Hukuk fakültesi birinci sınıf öğrencisi Roma Hukuku dersinden kalmıştı. İkinci yılda da yine başarı göstereceğinden emin olamıyordu. Roma Hukuku hocasının Adıyamanlı olduğunu öğrenmişti. Hoca’nın odasına gitti. Durumunu anlattı. Sonra da “Hocam siz Adıyamanlı imişsiniz ben de Adıyamanlıyım” diyerek hemşerilikten bir destek devşirmek istedi. Hoca kararlı bir şekilde:
-Değil Adıyamanlı, Romalı bile olsan bilmeden bu dersi geçemezsin, dedi.
Öğrenci boynunu büktü, sonra;
-Tamam Hocam, Roma’da bir Roma hukuku var ama bizim ülkemizde de bir hemşerilik hukuku yok mu? Dedi.
**
Eğer bir ülkede ahbap çavuş kültürü hukuk kültürünün üstüne çıkarsa; orada adalet, ehliyet, liyakat ayakta kalamaz.
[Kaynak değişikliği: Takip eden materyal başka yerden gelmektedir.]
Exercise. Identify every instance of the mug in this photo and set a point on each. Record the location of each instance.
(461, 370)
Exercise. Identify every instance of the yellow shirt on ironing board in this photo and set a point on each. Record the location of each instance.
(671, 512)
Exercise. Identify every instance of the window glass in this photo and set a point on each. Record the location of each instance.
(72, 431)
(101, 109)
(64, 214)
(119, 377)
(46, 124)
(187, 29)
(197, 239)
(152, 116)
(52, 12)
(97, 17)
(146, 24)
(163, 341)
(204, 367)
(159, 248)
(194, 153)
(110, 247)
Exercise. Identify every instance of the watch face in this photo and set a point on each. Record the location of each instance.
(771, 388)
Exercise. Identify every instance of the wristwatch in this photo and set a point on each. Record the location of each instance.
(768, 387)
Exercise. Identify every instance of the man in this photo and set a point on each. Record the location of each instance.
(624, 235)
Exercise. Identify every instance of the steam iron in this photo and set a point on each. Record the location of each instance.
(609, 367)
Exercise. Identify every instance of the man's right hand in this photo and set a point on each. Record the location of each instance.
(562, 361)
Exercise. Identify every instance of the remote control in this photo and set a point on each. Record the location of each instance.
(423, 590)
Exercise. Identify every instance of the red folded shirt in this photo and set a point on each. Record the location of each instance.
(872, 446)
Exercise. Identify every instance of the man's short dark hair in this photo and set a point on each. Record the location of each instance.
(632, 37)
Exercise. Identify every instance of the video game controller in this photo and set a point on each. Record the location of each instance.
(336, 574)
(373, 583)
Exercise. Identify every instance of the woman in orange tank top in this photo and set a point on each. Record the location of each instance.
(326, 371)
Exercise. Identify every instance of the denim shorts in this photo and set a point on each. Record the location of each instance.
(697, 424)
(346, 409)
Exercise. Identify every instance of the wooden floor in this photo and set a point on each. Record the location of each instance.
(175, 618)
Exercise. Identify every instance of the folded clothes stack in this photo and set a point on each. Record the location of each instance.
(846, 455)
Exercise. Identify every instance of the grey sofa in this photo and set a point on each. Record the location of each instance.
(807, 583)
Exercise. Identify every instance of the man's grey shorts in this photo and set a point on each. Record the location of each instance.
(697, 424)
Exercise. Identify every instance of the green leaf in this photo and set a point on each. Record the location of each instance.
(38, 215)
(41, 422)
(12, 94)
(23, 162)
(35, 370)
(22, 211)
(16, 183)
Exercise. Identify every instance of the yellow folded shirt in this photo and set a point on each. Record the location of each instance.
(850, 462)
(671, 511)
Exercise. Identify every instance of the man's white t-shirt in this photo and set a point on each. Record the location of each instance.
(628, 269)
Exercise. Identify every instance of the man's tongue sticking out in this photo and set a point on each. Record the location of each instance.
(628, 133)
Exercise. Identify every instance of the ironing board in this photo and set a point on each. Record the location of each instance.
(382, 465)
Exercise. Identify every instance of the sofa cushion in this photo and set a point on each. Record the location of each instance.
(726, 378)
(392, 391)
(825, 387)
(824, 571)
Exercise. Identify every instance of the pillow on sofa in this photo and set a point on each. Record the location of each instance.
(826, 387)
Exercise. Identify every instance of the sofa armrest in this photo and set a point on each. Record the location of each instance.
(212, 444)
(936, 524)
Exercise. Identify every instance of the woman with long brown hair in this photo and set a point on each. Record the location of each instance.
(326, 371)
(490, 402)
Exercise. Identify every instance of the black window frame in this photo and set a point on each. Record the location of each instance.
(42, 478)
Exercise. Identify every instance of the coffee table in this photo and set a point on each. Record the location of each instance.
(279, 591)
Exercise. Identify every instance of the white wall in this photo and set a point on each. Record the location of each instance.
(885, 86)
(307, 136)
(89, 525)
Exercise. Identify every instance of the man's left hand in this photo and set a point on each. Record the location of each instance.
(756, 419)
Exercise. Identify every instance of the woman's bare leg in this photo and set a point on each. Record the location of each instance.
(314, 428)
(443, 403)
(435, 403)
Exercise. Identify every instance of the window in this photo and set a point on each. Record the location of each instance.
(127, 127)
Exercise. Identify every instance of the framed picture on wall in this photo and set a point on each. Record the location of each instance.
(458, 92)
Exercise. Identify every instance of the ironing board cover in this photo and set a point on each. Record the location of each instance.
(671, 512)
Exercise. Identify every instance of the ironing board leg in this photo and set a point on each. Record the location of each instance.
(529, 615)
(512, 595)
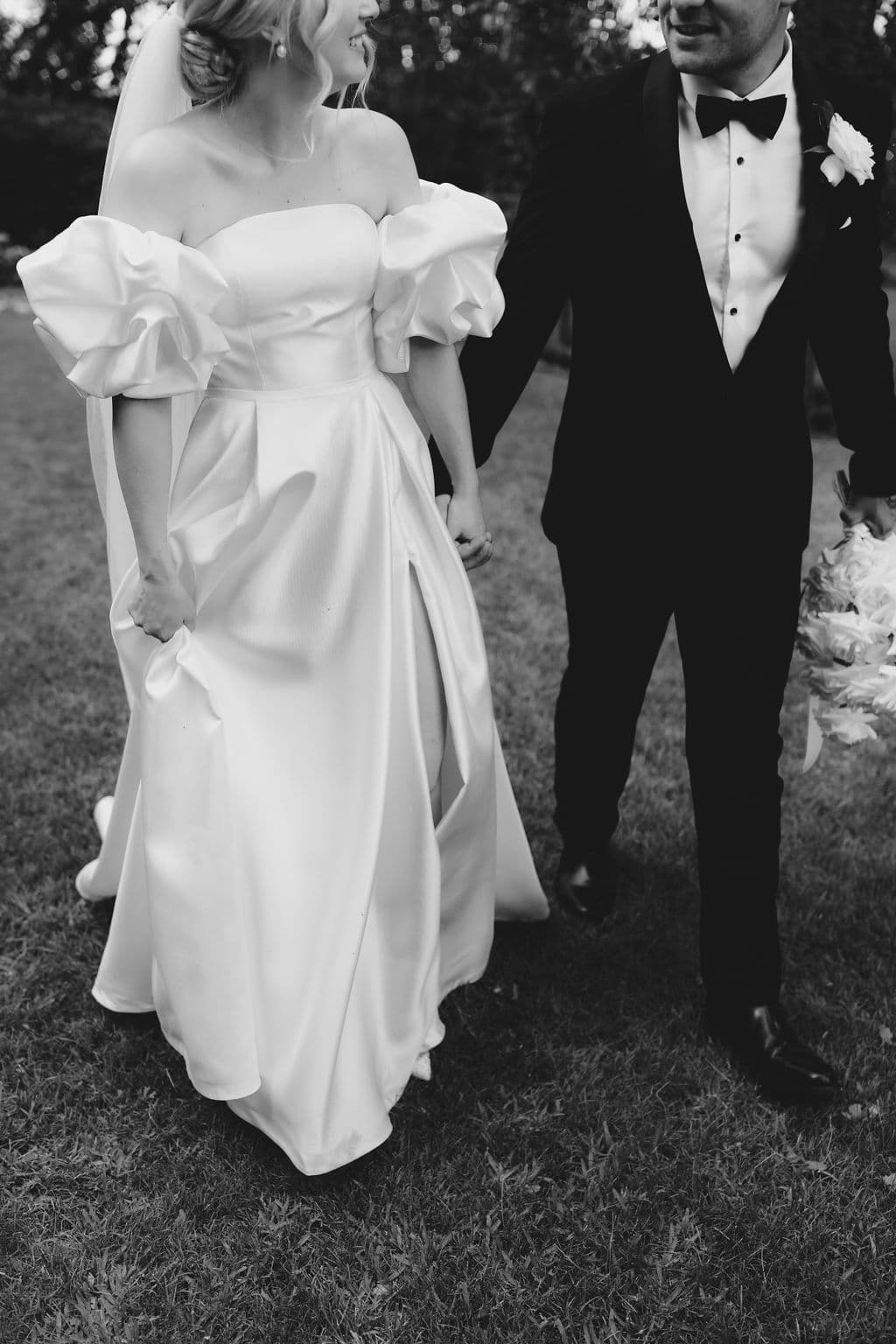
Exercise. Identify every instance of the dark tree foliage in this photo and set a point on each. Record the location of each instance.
(57, 55)
(466, 80)
(840, 35)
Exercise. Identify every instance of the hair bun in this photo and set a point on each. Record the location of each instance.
(208, 66)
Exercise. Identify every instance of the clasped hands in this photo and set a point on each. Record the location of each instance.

Ahbap çavuş kültürünü, hemşerilik ilişkisini o kadar içselleştirmişiz ki bunu deyimlerimizde görmek mümkündür. “Bizden olsun, çamurdan olsun” “Uzayan kol bizden olsun.” Elin iyisinden bizim kötümüz daha iyidir.” gibi. Herkesin kanıksadığı adına torpil dediğimiz ahbap çavuş kültürü hepimize çok doğal, çok normal gelmektedir. Sonra da “Niye kötü yönetiliyoruz” “Neden başımıza bunlar geliyor” diye feveran ederiz. Sebepleri göz ardı edip sonuçları yargılamak bir çeşit akıl sakatlığıdır.
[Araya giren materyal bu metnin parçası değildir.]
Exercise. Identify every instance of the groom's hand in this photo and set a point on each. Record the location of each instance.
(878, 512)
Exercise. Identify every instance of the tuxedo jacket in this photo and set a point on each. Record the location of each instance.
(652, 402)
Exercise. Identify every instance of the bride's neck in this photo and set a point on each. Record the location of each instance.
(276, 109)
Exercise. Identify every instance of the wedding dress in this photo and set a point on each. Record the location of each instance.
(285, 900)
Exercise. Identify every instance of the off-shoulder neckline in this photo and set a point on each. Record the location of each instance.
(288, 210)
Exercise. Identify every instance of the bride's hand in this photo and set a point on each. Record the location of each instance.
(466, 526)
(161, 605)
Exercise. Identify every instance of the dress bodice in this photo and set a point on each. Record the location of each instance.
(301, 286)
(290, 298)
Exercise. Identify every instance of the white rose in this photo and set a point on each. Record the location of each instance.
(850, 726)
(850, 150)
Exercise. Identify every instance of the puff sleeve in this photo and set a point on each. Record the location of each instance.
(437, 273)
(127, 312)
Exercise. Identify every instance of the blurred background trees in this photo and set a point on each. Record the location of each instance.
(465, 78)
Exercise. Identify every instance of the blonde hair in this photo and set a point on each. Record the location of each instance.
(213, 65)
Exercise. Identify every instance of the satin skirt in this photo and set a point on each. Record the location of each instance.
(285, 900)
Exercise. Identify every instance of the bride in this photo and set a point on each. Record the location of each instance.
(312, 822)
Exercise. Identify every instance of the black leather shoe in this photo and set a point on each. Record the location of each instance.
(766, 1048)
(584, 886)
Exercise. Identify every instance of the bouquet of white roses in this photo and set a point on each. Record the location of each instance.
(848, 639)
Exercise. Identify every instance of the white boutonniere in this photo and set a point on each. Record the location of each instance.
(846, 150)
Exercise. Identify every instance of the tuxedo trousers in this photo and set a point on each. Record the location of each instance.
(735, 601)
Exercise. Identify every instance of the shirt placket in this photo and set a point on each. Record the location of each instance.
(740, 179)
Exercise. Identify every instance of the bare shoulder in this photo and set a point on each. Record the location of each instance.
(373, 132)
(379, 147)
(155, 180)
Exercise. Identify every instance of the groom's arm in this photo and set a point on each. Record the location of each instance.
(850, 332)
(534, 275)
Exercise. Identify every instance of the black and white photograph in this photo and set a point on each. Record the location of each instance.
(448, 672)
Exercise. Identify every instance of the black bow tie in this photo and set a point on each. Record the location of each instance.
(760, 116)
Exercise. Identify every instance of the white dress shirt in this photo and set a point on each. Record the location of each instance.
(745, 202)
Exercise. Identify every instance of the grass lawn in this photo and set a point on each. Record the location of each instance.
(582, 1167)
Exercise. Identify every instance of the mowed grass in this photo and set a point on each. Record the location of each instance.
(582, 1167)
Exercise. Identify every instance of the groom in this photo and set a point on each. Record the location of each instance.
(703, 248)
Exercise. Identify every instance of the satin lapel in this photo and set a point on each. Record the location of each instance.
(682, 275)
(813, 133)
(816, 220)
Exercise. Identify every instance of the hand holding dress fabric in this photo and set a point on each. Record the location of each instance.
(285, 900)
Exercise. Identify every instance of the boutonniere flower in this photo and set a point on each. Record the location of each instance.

Namık Kemal ilkeli ve tutarlı bir devlet adamıydı. Bir karar alırken ehliyete ve liyakate dikkat eder, eş dost, akraba diye haksız kayırmalara yer vermezdi. Bu durum yakın çevresinin şikâyet etmesine yol açınca, onlara şu cevabı verdi:
“Etrafa merhametten ekseri umuma ihanet çıkar!” Yani yakınları kayırmaktan çoğunlukla topluma ihanet çıkar.